Reports from the Bee's investigative team

June 11, 2010
When children die... personal anguish vs. public access

Autopsy reports can be devastating for grieving families, especially those who lose children to violent crime. But should their personal anguish keep autopsy findings private, concealed from public inspection?

A bill backed by the San Diego District Attorney's Office would allow family members of child crime victims to request that autopsy reports be sealed -- a proposal vigorously opposed by First Amendment advocates.

The bill by Sen. Dennis Hollingsworth, R-Murrieta, was drafted after family members of a murdered Southern California teen argued this year that some details of the criminal investigation, including the girl's autopsy, should be withheld. In April, a San Diego judge denied the request by the family of Chelsea King, 17, of Poway who was killed this year by a man who admitted to murdering Chelsea as well as a 14-year-old Escondido girl a year earlier.

Opponents of the measure, SB 982, are citing The Bee's coverage of a 4 1/2-year-old foster child's death as an example of why such records must remain open.

The Bee's investigation into the unsolved death of Amariana Crenshaw raised new questions about how the girl died and the quality of care she received in her foster home.

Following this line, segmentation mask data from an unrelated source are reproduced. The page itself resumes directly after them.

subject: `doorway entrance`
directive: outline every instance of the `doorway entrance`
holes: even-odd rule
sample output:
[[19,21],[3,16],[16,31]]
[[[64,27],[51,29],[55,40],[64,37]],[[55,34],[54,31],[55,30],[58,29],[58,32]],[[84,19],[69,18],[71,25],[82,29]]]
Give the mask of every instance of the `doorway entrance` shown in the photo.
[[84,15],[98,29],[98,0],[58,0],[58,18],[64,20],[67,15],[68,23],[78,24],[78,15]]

After reviewing the child's autopsy at The Bee's request, several well-known forensic experts challenged the Sacramento County coroner's findings and raised the possibility the girl was already dead when the house fire broke out in January 2008.

Tom Newton, general counsel for the California Newspaper Publishers Association, which opposes the bill, said he has researched media coverage of Chelsea's murder and found no offensive or "extremely graphic" reporting based on the autopsy. Newton said he believed the bill is "an emotional reaction to a tragic death" that would have unintended consequences for both the public and for law enforcement, which often relies on citizen input to solve crimes.